Где-то внизу экскаватор, подвывая, по-прежнему драл мерзлую землю.
Далеко на горизонте обозначилась красная полоса. По снежному безлюдью пошли оранжевые отблески.
Пустынно, тихо. И только это железное тарахтенье внизу да вдалеке затихающий говор моторки, мелькнувшей на реке.
Постояв, я вернулся к собору.
Неподалеку от него стояла «Чайка». Сквозь слегка заиндевевшие стекла я увидел епископа. В руках у него была икона. Не отрываясь, он смотрел на нее.
Снизу, из-под горы, показался Неделин. Поравнявшись со мной, он остановился. Потом сказал, отдышавшись:
– Еле-еле наскребли.
Он побежал в собор. Через несколько минут оттуда вышел молодой монашек, на ходу запахивая шубу. Заурчал мотор, и из-под лакированного тела «Чайки» стали вырываться облачка пара, густо белея на морозе.
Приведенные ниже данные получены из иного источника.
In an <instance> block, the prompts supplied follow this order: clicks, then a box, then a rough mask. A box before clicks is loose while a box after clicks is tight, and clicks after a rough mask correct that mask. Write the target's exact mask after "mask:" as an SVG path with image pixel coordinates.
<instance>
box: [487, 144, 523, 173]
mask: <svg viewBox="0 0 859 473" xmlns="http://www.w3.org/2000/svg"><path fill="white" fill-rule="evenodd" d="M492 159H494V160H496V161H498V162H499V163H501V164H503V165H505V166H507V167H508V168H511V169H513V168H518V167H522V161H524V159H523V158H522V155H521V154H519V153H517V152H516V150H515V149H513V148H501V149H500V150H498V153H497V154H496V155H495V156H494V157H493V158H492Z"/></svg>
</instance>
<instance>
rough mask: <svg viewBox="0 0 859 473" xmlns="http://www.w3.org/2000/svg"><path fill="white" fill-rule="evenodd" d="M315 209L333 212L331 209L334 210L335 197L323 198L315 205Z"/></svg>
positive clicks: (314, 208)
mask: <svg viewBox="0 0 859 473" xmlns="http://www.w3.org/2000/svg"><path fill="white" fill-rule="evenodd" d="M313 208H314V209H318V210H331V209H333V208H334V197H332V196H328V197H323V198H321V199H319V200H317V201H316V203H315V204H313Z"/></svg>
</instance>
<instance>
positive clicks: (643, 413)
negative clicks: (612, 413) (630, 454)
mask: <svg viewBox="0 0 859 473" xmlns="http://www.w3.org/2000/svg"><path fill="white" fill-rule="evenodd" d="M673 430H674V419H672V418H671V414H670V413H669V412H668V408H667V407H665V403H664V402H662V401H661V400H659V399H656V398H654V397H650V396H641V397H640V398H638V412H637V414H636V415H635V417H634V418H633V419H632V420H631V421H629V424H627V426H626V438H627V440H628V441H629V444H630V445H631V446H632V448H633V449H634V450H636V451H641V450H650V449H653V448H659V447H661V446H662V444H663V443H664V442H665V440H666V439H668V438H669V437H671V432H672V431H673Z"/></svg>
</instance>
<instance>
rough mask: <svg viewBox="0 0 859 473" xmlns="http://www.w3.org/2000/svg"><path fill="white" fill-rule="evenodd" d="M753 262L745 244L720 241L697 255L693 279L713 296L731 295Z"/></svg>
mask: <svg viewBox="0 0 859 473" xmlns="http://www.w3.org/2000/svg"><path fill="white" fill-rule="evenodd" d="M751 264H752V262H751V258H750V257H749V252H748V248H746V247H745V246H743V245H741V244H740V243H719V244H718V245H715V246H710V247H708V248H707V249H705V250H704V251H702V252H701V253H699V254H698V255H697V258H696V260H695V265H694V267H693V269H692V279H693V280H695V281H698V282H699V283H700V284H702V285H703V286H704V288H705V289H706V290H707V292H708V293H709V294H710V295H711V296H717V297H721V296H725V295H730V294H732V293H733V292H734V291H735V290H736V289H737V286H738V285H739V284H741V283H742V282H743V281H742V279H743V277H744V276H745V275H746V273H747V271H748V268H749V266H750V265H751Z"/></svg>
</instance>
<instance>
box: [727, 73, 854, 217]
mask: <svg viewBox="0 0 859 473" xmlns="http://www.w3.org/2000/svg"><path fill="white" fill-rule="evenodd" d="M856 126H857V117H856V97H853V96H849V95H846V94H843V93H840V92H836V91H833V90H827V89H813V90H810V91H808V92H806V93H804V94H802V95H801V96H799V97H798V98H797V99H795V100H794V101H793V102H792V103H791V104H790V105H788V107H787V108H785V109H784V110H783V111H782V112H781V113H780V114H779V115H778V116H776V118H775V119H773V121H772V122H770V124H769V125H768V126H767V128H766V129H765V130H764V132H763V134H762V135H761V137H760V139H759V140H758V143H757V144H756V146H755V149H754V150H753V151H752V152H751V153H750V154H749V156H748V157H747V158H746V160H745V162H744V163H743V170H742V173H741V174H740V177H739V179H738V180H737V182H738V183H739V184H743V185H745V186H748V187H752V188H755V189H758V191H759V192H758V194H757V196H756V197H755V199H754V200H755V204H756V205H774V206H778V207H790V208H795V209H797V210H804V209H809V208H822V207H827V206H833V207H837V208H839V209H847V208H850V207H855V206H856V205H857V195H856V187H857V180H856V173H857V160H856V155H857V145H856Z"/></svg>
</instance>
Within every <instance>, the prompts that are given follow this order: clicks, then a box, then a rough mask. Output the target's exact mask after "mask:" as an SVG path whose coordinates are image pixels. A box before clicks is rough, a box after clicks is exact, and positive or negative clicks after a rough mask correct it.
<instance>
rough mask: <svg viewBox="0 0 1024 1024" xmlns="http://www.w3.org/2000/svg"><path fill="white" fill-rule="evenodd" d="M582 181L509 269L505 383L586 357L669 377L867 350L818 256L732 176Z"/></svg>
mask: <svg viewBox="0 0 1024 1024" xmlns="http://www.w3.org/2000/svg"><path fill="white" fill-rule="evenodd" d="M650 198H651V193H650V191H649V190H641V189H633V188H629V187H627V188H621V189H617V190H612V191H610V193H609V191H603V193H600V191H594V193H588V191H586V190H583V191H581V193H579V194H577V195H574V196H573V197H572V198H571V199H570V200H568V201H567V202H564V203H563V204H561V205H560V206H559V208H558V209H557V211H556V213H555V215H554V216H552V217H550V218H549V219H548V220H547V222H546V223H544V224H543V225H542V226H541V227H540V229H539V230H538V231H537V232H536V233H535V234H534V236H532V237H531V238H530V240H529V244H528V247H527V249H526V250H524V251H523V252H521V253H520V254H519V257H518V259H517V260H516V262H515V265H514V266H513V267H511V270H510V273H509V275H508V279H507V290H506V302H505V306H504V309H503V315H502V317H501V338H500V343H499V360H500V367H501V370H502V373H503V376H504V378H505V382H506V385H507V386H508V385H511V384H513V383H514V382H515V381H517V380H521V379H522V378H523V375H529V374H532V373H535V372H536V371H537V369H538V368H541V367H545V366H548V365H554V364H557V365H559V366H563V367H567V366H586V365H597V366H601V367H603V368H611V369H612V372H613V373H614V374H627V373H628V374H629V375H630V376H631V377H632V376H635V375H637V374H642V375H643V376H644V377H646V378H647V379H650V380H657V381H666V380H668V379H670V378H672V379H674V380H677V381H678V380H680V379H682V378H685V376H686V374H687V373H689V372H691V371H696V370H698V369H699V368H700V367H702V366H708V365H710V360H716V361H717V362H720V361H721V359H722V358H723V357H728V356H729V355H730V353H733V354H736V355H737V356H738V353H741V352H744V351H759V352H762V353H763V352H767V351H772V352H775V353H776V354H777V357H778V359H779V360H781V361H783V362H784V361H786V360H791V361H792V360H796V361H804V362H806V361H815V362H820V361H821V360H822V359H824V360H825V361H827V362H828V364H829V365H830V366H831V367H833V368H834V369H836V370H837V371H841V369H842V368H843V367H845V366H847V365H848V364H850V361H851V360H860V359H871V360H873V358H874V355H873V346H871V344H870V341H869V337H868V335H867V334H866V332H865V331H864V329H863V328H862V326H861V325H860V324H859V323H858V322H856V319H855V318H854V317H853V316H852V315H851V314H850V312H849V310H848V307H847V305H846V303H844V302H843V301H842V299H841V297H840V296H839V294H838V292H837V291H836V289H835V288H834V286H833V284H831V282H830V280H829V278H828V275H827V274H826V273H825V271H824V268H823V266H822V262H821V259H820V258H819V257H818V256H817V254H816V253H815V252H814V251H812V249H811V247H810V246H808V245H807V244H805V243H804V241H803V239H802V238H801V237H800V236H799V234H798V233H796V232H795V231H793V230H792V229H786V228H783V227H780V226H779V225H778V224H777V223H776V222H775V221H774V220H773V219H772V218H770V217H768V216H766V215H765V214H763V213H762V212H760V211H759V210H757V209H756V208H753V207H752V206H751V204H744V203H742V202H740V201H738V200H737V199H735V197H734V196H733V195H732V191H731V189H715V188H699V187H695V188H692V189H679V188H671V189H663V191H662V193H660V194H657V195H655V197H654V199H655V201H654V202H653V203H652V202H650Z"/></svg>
Когда я вошел в собор, балалаечник, бухгалтер и повар что-то оживленно обсуждали.
Балалаечник хрипел:
– Возьми сто, ну двести. Ну от силы триста. Но тысяча! Разбой!
– И не его это вовсе епархия. У нас свой есть. Вроде налета выходит, – с сумрачным удивлением говорил Неделин.
Повар успокаивал их:
– Может, за эту жертву искупительную простятся нам грехи наши. А, Исай?
Неделин покачал головой:
– Нет, Миша, не богу она угодна, наша жертва.
Неделин молчал.
– А кому, Исай?
– Хапунцам этим, вот кому! – захрипел балалаечник.
– Что ты мелешь, Захарыч! Опомнись, не греши! – испуганно сказал повар.
В храме раздались шаги. Все оглянулись.
Это шел брат Павел.
Повар радостно шепнул:
– Отказался владыка, вот видишь!
Приблизившись, монашек сказал:
– Владыка поручил передать всем его землякам свое пастырское благословение и сказать, что вскорости, поближе к крещению, он прибудет, дабы в сем древнем храме вознести господу благовещательные молитвы.
– Что?… – сказал балалаечник, наступая на монашка. – Опять прибудет? Понравилось? Разлакомился? Так вот скажи его преосвященству, что нам его благовещательные молитвы нужны, как копыта за шиворот!
– Свят! Свят! – зашипел монашек, повернулся и выбежал.
Мы услышали, как взревел мотор и зашумели шины по мерзлой земле.
– Осрамил ты нас, Захарыч, – сказал повар укоризненно.
Балалаечник махнул рукой:
– А! Теперь уж все равно. Закрывать будем храм. Не по карману он нам.
– Да, вздорожала нынче вера, – сказал повар. – А без веры как же? Уж я подумываю, не податься ли к воздыханцам, как отец Иероним? У них вроде дешевше.
– К воздыханцам? – язвительно переспросил балалаечник. – Ты бы уж прямо в партию просился.
– А что ж, – сказал повар, покосившись на меня, – если бы партийцы какое утешение насчет смерти предоставляли, так я бы к ним за милую душу.
– Вера – она не для жизни, а для смерти, – подтвердил задумчиво Неделин.
– Да, – прохрипел балалаечник, – без веры подыхать томно.
Тихо беседуя, три старика побрели к выходу. А я пошел по опустелому храму к бессмертной стенописи Андрея Рублева.